I have two copies of this LP and take them out on special occasions so they will last the rest of my life… This is perhaps THE LP that started the move to top quality sound and sound systems- at least it was for me. The Direct-to-Disc recording process used here eliminated most of the hiss, distortion, and general decay associated with the multi-step analogue processes for making LPs in use at the time. Straight from the microphones to the master cutting machine! No remix – each side of the album was recorded straight through with no time outs.

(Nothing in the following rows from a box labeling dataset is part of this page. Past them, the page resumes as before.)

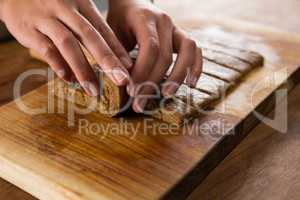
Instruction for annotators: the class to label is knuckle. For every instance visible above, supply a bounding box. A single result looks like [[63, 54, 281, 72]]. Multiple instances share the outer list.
[[160, 13, 172, 23], [80, 23, 95, 38], [101, 52, 115, 63], [147, 37, 159, 55], [162, 53, 173, 66], [58, 33, 74, 47], [41, 43, 57, 59]]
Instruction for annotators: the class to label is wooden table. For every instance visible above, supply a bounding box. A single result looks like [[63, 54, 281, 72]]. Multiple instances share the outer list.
[[0, 0, 300, 199]]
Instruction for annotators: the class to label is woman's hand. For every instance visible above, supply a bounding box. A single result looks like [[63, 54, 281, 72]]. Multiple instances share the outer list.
[[108, 0, 202, 112], [0, 0, 132, 96]]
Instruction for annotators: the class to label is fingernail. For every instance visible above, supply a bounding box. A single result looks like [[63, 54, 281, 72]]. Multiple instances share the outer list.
[[135, 98, 148, 113], [121, 57, 133, 69], [83, 84, 100, 96], [187, 75, 199, 87], [70, 75, 78, 83], [112, 69, 128, 85], [192, 76, 199, 87], [162, 85, 178, 97], [56, 69, 66, 79]]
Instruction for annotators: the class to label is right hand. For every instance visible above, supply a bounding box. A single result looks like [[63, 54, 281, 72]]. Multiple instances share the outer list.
[[0, 0, 132, 96]]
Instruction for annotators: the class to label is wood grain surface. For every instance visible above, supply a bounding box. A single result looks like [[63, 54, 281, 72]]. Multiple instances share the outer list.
[[0, 1, 300, 199], [0, 16, 300, 199]]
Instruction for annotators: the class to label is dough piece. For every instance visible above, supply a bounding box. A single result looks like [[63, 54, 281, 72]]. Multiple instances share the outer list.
[[203, 59, 242, 83], [30, 49, 128, 117], [195, 73, 233, 98], [147, 98, 198, 125], [198, 39, 264, 67], [175, 84, 218, 110], [203, 49, 252, 74]]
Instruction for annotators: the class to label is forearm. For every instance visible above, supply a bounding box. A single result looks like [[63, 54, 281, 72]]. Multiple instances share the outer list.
[[0, 21, 9, 39], [0, 0, 9, 40]]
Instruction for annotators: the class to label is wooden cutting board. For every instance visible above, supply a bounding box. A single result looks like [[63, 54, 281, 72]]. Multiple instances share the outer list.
[[0, 20, 300, 200]]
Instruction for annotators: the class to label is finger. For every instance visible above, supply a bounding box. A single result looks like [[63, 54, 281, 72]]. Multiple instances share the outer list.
[[78, 1, 133, 69], [163, 29, 197, 95], [133, 18, 173, 112], [30, 30, 76, 82], [37, 20, 99, 96], [128, 18, 160, 95], [186, 48, 203, 87], [56, 2, 129, 85]]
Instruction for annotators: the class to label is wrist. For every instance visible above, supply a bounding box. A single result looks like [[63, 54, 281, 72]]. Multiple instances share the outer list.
[[0, 0, 5, 21]]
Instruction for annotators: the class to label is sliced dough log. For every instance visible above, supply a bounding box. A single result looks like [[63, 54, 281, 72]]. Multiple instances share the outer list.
[[203, 49, 252, 74], [195, 73, 233, 98], [175, 84, 218, 110], [197, 40, 264, 67], [203, 59, 242, 83], [30, 50, 128, 117]]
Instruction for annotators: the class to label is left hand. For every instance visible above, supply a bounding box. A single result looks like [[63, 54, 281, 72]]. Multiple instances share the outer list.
[[108, 0, 202, 112]]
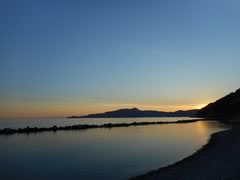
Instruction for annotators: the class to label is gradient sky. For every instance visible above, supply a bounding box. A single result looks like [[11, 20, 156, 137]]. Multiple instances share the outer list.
[[0, 0, 240, 117]]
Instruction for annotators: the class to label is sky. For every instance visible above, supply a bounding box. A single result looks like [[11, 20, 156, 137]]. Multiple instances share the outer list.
[[0, 0, 240, 118]]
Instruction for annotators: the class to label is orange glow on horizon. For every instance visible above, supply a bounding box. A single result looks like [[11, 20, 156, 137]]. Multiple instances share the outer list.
[[0, 103, 206, 118]]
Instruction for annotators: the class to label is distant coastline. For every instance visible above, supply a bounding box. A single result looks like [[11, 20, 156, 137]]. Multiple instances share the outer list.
[[67, 108, 198, 118], [0, 119, 200, 135]]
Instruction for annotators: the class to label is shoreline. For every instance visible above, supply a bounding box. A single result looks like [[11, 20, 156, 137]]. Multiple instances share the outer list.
[[0, 119, 200, 135], [130, 127, 240, 180]]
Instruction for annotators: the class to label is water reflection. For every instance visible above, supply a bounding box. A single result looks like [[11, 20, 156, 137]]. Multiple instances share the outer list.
[[0, 122, 229, 179]]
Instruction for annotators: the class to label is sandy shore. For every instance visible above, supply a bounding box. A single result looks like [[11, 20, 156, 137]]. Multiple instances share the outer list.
[[133, 127, 240, 180]]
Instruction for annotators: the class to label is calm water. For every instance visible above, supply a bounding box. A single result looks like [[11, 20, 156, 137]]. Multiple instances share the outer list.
[[0, 118, 229, 179], [0, 117, 194, 129]]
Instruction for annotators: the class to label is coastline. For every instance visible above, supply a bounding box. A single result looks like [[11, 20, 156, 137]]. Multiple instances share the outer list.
[[130, 127, 240, 180], [0, 119, 200, 135]]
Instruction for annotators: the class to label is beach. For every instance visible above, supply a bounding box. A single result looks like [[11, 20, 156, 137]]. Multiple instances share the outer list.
[[132, 127, 240, 180]]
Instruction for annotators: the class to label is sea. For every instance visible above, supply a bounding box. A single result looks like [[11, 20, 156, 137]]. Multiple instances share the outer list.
[[0, 117, 229, 180]]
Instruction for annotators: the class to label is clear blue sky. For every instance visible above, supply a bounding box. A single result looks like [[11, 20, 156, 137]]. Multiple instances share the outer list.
[[0, 0, 240, 117]]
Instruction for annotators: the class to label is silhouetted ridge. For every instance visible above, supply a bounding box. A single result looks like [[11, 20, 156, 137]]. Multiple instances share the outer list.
[[197, 89, 240, 120], [69, 108, 197, 118]]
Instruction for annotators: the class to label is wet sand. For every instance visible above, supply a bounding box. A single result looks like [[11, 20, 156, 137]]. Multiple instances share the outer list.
[[132, 127, 240, 180]]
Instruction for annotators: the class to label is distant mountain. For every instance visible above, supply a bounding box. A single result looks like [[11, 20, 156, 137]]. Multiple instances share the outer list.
[[197, 89, 240, 120], [69, 108, 197, 118]]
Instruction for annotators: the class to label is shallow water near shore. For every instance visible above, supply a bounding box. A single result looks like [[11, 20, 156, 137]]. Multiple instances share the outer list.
[[0, 118, 228, 179]]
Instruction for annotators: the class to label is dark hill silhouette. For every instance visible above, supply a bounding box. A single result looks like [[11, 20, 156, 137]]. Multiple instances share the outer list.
[[69, 108, 197, 118], [197, 89, 240, 120]]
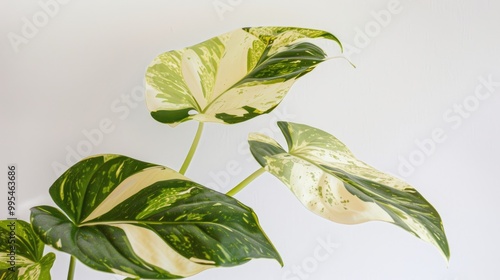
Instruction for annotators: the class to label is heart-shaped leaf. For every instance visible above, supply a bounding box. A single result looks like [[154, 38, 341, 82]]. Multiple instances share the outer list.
[[0, 220, 56, 280], [31, 155, 281, 279], [249, 122, 450, 259], [146, 27, 341, 125]]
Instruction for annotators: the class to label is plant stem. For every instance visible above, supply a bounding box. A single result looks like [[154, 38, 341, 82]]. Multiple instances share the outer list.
[[179, 122, 203, 175], [68, 256, 76, 280], [226, 167, 266, 196]]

Beyond that, though, the life-like quality of the piano, percussion (especially the triangle on Sun Song), the vibrato of the vibraphone, makes you feel like you’re getting a private performance in your living room. If you have the right equipment, there is nothing that equals this (and I mean including the fanciest digital stuff).

Grusin wrote most of the pieces here and they highlight his style – thoughtful jazz, glistening notes (he also wrote the theme music for On Golden Pond), leaning toward the minimalist rather than showing off. He lets the rest of the group have their turn, too. His group is also tops – Lee Ritenour, Harvey Mason, Ron Carter and Larry Bunker. Hard to beat.

If you like the later Grusin stuff (I have all his records), you’ll love experiencing his roots in this album. And with the quality of recording approaching perfection, this record will be the gold standard forever (or close to it).